Loss of MDA5 function does not affect influenza virus replication, or influenza-induced IFN production or cytotoxicity, in respiratory epithelial cells or fibroblasts. (A) Influenza transcripts, normalized to father control at 24 h. Primary nasal epithelial cells from the patient, parents, and two normal healthy controls were infected with influenza (MOI: 0.02). (B) Influenza virus quantitated by infectious plaque assay, after infection (MOI: 1) of SV40-transformed fibroblasts having the indicated genotypes: empty squares, IFIH1−/−; empty inverted triangles, IFIH1K365E/-; solid triangles, IFIH1K365E/WT; empty circles, STAT1−/−; solid circles or solid squares, healthy controls. (C) IFN-β released into supernatants as measured by ELISA after infection with influenza strain A/Puerto Rico/8/1934 (MOI: 0.37–54). Decreasing MOI of influenza virus correspond to the bars proceeding from left to right for each cell line. Sendai Virus (SeV) was included as positive control of IFN induction as the right-most bar for each cell line. Genotypes of SV40-transformed fibroblasts are as indicated, with each cell line separated by vertical dotted lines. (D) LDH released into samples from C. Data show means ± SD from four experiments (A) and three independent experiments (B) that are representative of 11 experiments with varying MOIs (0.1–30) and three different influenza strains (A/Netherlands/602/2009, A/California/4/2009, and A/Puerto Rico/8/1934), and three independent experiments (C and D) that are representative of 6 and 7 experiments, respectively, in which the MOI were varied.
Figure 9.
Figure 9.
Loss of MDA5 function does not affect RSV replication, whereas affecting RSV-induced IFN-regulated transcripts. (A) Number of RSV reads in RNA-seq data during RSV infection. RSV-infected (MOI: 1) A549 cells were previously transfected with MDA5 or nonspecific negative control siRNA (siNeg). (B) Immunoblotting showing efficiencies of MDA5 protein expression, after transient transfection of A549 cells with the indicated siRNA, or without transfection (MOCK).
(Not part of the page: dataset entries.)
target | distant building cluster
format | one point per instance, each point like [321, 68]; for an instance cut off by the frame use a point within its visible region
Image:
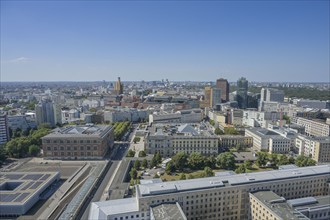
[78, 142]
[290, 193]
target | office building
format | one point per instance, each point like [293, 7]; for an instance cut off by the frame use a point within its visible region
[207, 97]
[270, 98]
[315, 128]
[45, 113]
[78, 142]
[307, 103]
[269, 205]
[215, 98]
[19, 191]
[4, 128]
[271, 95]
[119, 88]
[224, 86]
[228, 141]
[169, 139]
[221, 197]
[267, 140]
[125, 114]
[241, 96]
[183, 116]
[254, 118]
[318, 148]
[22, 122]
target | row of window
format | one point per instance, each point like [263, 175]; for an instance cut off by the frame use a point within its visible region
[71, 141]
[81, 148]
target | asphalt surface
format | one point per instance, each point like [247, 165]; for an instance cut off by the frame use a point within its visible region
[121, 152]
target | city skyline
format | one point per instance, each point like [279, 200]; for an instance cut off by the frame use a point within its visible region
[181, 41]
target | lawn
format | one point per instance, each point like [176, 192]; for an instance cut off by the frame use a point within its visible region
[195, 174]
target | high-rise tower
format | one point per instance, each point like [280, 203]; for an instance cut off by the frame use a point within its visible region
[118, 87]
[242, 88]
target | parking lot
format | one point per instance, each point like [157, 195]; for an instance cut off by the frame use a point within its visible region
[66, 168]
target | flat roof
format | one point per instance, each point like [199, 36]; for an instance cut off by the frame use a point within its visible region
[99, 210]
[18, 187]
[231, 180]
[168, 212]
[80, 131]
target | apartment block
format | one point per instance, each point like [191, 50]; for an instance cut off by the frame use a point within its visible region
[169, 139]
[269, 205]
[268, 140]
[4, 128]
[221, 197]
[227, 141]
[318, 148]
[182, 116]
[314, 128]
[78, 142]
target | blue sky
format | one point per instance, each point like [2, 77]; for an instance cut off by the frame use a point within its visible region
[175, 40]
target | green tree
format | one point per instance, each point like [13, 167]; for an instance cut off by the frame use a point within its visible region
[273, 159]
[226, 161]
[153, 162]
[34, 150]
[303, 161]
[170, 168]
[158, 157]
[283, 160]
[183, 176]
[262, 159]
[211, 162]
[142, 153]
[133, 173]
[144, 163]
[137, 164]
[3, 155]
[208, 172]
[248, 164]
[241, 169]
[231, 131]
[130, 153]
[218, 131]
[180, 160]
[196, 161]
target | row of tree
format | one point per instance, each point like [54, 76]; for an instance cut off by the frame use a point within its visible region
[120, 128]
[196, 161]
[276, 160]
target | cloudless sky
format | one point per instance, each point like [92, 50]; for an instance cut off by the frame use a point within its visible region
[175, 40]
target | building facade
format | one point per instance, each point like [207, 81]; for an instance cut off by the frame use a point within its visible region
[45, 113]
[314, 128]
[224, 86]
[241, 96]
[228, 141]
[78, 142]
[4, 128]
[221, 197]
[170, 139]
[119, 88]
[215, 97]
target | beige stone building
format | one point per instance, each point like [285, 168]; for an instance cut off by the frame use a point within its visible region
[78, 142]
[318, 148]
[221, 197]
[270, 206]
[169, 139]
[315, 128]
[227, 141]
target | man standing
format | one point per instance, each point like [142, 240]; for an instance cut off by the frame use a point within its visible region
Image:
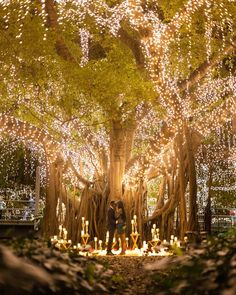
[111, 226]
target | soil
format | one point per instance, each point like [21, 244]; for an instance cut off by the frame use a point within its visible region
[130, 276]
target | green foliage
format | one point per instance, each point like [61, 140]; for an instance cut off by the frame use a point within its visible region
[17, 164]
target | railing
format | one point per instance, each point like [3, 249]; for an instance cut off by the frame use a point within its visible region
[221, 219]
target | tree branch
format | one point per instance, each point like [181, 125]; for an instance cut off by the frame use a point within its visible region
[204, 68]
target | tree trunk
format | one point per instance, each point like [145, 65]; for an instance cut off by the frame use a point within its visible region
[117, 160]
[182, 202]
[192, 220]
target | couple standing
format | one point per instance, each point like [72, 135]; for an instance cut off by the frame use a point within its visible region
[116, 221]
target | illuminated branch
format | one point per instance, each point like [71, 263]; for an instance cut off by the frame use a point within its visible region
[52, 22]
[25, 131]
[79, 177]
[134, 45]
[204, 68]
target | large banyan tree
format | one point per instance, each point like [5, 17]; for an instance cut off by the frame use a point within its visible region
[128, 90]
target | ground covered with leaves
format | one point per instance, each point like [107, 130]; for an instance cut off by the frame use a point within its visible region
[32, 267]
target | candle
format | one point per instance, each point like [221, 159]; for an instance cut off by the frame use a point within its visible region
[65, 234]
[60, 230]
[132, 222]
[95, 242]
[86, 223]
[100, 245]
[107, 237]
[83, 223]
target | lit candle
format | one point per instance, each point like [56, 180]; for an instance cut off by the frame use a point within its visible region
[83, 223]
[127, 242]
[95, 243]
[132, 222]
[60, 231]
[86, 223]
[153, 233]
[65, 234]
[107, 236]
[100, 245]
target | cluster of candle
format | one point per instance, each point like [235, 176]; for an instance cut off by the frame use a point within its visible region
[61, 241]
[62, 232]
[155, 233]
[85, 224]
[174, 241]
[97, 243]
[134, 225]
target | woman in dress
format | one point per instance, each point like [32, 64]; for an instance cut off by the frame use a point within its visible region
[121, 225]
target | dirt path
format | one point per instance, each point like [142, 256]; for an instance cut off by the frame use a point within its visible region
[131, 273]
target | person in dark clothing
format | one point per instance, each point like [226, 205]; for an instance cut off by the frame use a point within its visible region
[111, 226]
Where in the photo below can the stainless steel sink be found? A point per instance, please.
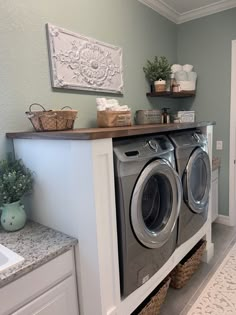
(8, 258)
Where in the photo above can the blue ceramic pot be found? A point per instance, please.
(13, 216)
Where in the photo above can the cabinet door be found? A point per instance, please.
(60, 300)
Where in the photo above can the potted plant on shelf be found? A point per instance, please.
(157, 72)
(15, 181)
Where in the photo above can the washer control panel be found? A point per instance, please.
(153, 144)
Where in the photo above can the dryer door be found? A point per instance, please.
(197, 181)
(155, 203)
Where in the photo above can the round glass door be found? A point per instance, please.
(197, 181)
(155, 203)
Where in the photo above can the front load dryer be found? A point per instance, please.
(194, 168)
(148, 197)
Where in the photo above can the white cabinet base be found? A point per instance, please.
(60, 300)
(48, 290)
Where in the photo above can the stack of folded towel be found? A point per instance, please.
(110, 105)
(185, 76)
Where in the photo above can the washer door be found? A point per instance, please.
(155, 203)
(197, 181)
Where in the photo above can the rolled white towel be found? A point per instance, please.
(101, 101)
(181, 76)
(192, 76)
(188, 68)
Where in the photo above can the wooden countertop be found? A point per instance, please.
(102, 133)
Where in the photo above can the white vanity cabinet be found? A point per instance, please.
(60, 300)
(48, 290)
(214, 183)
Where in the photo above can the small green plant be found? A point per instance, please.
(158, 69)
(15, 180)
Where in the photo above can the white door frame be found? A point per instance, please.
(232, 144)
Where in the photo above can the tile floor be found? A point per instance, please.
(178, 302)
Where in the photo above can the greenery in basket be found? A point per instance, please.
(157, 69)
(15, 180)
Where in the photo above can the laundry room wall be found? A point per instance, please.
(24, 68)
(206, 43)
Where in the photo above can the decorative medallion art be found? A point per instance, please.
(219, 295)
(82, 63)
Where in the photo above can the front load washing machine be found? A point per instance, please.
(194, 168)
(148, 197)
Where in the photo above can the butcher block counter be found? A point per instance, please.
(103, 133)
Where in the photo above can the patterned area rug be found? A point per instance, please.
(219, 296)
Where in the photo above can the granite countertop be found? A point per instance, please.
(37, 244)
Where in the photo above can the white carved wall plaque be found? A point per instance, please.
(83, 63)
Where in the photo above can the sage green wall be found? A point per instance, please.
(24, 69)
(206, 43)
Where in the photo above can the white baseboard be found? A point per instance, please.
(223, 219)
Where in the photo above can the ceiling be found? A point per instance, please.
(180, 11)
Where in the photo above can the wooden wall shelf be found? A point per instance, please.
(172, 94)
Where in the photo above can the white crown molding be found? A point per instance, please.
(179, 18)
(206, 10)
(163, 9)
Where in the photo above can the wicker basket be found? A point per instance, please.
(185, 269)
(152, 305)
(51, 120)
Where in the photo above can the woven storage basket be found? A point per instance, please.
(148, 116)
(106, 118)
(51, 120)
(154, 302)
(185, 269)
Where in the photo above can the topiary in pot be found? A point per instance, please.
(15, 181)
(158, 71)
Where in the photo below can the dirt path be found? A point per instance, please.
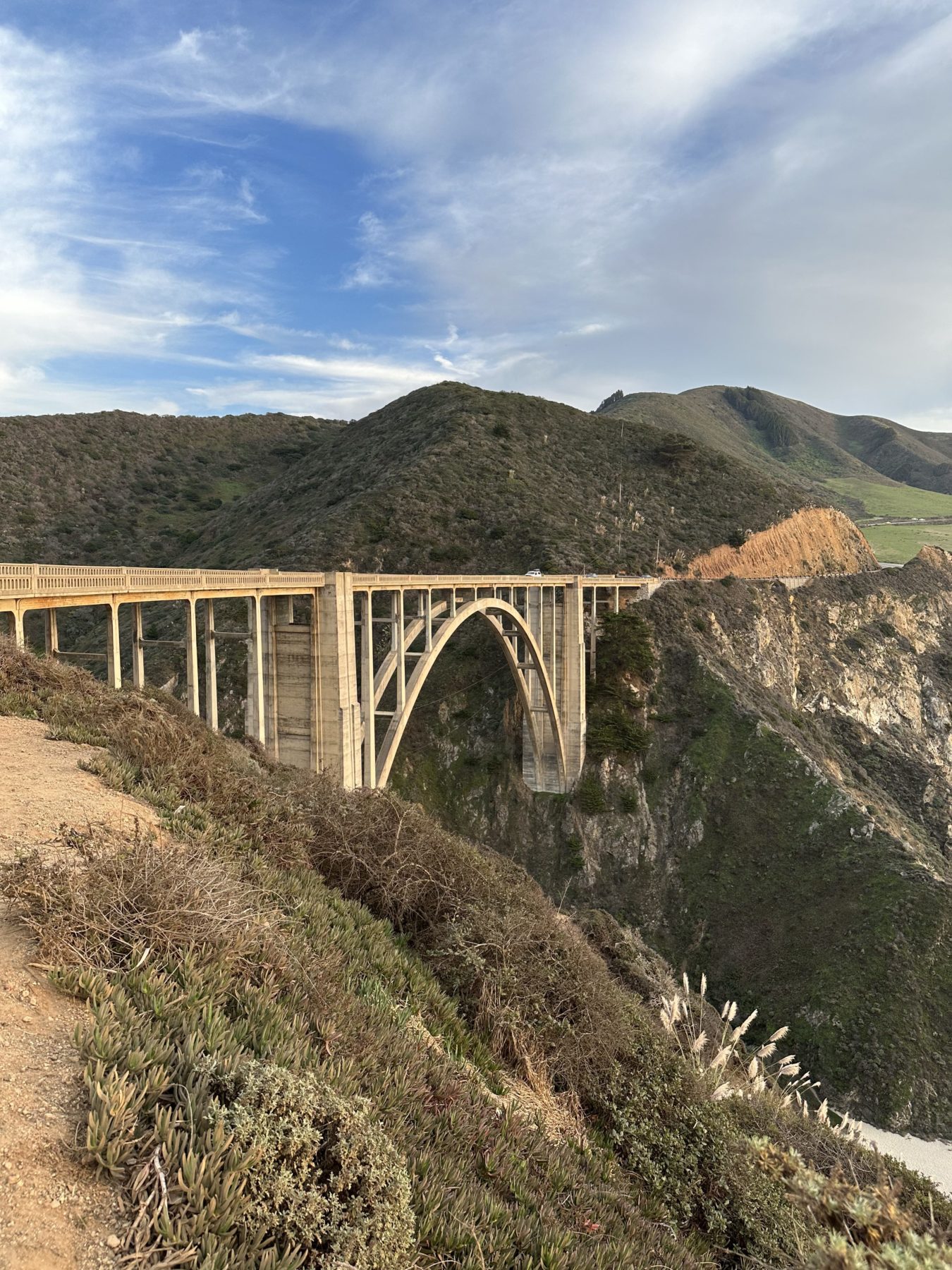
(54, 1213)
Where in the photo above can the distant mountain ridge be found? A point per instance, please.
(453, 478)
(793, 441)
(447, 478)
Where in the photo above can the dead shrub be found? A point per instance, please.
(104, 895)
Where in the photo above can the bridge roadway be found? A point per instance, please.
(336, 660)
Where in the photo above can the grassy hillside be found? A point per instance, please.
(795, 441)
(476, 1090)
(455, 478)
(120, 488)
(891, 501)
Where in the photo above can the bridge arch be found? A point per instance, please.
(493, 610)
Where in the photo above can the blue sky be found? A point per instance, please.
(320, 206)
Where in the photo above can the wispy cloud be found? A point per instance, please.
(701, 192)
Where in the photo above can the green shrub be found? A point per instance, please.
(590, 795)
(612, 730)
(623, 648)
(325, 1178)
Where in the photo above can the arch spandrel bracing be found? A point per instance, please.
(336, 660)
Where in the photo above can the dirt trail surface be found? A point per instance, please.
(54, 1213)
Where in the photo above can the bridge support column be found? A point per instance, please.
(139, 657)
(114, 653)
(542, 778)
(254, 703)
(192, 658)
(571, 676)
(368, 704)
(211, 668)
(338, 705)
(51, 633)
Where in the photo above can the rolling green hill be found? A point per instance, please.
(455, 478)
(793, 440)
(116, 488)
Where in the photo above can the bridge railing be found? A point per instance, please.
(36, 581)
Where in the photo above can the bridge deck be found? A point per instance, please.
(92, 584)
Cells were either left uninfected or infected with RSV, as indicated. 20 µg of lysates were run per lane. Shown is a representative experiment corresponding to A. (C) “Response to type I interferon” genes (GO term GO0034340) versus all genes, from A. (D) Heatmap representation of RNA-seq data showing the expression change between MDA5 siRNA and nonspecific siRNA control of IFN-regulated gene over the course of RSV infection. Mean of triplicate expression ratios from triplicate infections were shown for each time point in A, C, and D. (E) RSV transcripts in primary nasal epithelial cells from the patient (open bar), parents (hatched bars), and two normal healthy controls (solid bars), normalized to father at 6 h, after RSV-GFP infection (MOI: 0.2). (F) Percent GFP+ of gated live RSV-infected cells from (E). Data show means ± SD from four experiments (E and F). *, P < 0.05, by Kruskal-Wallis test (C and D); other comparisons were nonsignificant.
Figure 10.
Figure 10.
Functional activity of population-level missense variants in IFIH1. (A) IFNB1-driven luciferase activity of overexpressed IFIH1 variants, measured as means % of the wild-type from at least three independent experiments, plotted against CADD score (A) or MAF (B). Black, missense variants. Orange, patient K365E variant. Red, loss-of-function (nonsense, splice acceptor/donor, frameshift) variants. Blue, gain-of-function variants. MSC, mutation significance cutoff. Variant information with corresponding plotted values (100 ng of construct) are presented in Table S3.